NASA administrator Jim Bridenstine wants to get U.S. spacecraft and astronauts back to the Moon soon.
“Right now, what we are trying to accomplish is really a balance between getting to the Moon as fast as possible and also making sure that when we get to the Moon it’s sustainable,” Bridenstine said at a media roundtable Thursday at NASA headquarters in Washington, D.C., to discuss the design and development of reusable and open architecture to return to the Moon.
The next chapter in U.S. lunar exploration will be different, he said. “This time when we go to the Moon, we’re actually going to stay,” he said at the roundtable that preceded an industry forum on the topic. “We’re not going to leave flags and footprints and then come home to not go back for another 50 years.” The Apollo 17 mission, which took place close to 50 years ago in December 1972, was NASA’s last crewed mission to the Moon.
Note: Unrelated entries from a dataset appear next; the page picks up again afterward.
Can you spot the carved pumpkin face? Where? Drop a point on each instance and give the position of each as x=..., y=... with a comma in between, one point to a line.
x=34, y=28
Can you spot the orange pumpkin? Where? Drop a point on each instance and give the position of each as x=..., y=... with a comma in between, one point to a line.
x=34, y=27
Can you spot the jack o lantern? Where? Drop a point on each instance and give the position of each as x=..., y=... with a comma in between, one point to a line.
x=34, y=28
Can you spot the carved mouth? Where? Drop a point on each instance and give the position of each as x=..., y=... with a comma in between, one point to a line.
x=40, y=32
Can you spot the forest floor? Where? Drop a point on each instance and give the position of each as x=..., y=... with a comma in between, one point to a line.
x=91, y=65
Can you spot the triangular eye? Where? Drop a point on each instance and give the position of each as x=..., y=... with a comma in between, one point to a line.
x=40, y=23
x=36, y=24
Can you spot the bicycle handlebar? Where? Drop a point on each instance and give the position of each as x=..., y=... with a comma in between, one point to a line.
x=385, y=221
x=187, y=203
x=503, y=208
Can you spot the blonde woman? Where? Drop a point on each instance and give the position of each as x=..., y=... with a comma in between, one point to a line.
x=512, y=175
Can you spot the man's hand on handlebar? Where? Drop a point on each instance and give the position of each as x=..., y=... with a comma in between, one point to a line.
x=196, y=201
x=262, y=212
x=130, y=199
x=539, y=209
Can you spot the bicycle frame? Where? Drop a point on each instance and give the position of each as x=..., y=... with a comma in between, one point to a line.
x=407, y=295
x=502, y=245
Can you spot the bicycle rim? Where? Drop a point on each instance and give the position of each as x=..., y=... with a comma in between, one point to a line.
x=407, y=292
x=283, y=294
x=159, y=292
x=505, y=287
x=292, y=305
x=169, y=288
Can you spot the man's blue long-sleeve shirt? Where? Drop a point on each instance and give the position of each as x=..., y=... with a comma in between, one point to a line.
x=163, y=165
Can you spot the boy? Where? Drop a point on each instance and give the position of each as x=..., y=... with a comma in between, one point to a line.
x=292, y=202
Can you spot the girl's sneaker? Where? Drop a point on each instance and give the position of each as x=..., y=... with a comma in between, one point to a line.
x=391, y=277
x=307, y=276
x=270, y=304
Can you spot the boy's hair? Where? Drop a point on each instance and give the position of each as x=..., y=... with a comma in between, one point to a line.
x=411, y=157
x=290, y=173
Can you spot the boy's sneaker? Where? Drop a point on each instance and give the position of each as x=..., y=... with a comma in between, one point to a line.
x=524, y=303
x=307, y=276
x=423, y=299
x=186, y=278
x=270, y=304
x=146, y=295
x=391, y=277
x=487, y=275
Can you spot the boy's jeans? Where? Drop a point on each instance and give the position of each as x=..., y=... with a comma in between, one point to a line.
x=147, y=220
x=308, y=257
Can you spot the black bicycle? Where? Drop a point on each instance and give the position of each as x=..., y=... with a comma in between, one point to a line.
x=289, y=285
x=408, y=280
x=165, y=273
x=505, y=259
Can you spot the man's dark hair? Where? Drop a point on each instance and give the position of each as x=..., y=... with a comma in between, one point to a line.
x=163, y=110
The architecture to return to the Moon should allow NASA to “go back and forth over and over again and not just to one or two parts of the Moon but to all parts of the Moon with landers and rovers, robots, and even humans,” he said.
Developing the Architecture
The agency published a solicitation on 7 February inviting U.S. companies to submit proposals to partner with NASA on designing and developing reusable lunar human landing systems (HLSs). Those proposals are due by 25 March, and NASA currently plans to make initial partnership selections in May. NASA is planning for the launch of the first HLS element demonstration mission in 2024 and for having astronauts land on the Moon in 2028.
The system for sending astronauts will require “three separate elements that will provide transfer, landing, and safe return,” according to a 7 February NASA press release related to the solicitation. “A key aspect of this proposed approach is to use the Gateway”—a planned lunar-orbiting spacecraft—“for roundtrip journeys to and from the surface of the Moon.”
Why So Fast?
Space Policy Directive 1, which President Donald Trump issued on 11 December 2017, calls for the United States to “lead the return of humans to the Moon for long-term exploration and utilization, followed by human missions to Mars and other destinations.”
The push to get back to the Moon fast also comes from his own background, Bridenstine said. “It’s in response to me [formerly] being a member of Congress, and wanting to see more speed out of NASA long before I came to the agency,” he quipped. “But you know what’s happened here? We have a new direction and that new direction is to get to the Moon. That’s part of the president’s Space Policy Directive 1, and we’re trying to make that happen as soon as possible.”
It’s in the nation’s interest to return to the Moon, Bridenstine added. “We have already seen the immense amount of international interest there is in the Moon. And we have seen an immense amount of international interest in specific parts of the Moon, because it could be advantageous from a geostrategic perspective,” he said. “Of course, it’s in our interest to make sure that we are represented there as well, as soon as possible.”
Bridenstine added that not only does NASA intend to go to the Moon “back and forth regularly with humans” but that “we want to take all of our international partners and have them be part of this effort to get to the Moon.”
However, Bridenstine drew the line at China being a partner in the effort. “As far as partnering with China, of course, we are prohibited from doing bilateral cooperation by law,” he said, referring to legislation known as the Wolf Amendment after former Rep. Frank Wolf, which bans almost all bilateral U.S.-China space cooperation.
“Certainly, I’m not going to do anything that would violate the law. To the extent that we had multilateral cooperation, of course, it would be done through the interagency process, and it would be done in consultation with Congress as well,” he said. “So, I’m not going to close that door, but certainly, it’s not a door that I’m opening wide up.”
Is the U.S. Falling Behind?
Bridenstine added that the United States is doing great in space exploration.
“I’ve seen media reports saying that the United States of America is falling behind. That is not the case when it comes to exploration,” he said. “We are doing very, very well. You know, somebody lands on the far side of the Moon and NASA lands on the far side of Mars.”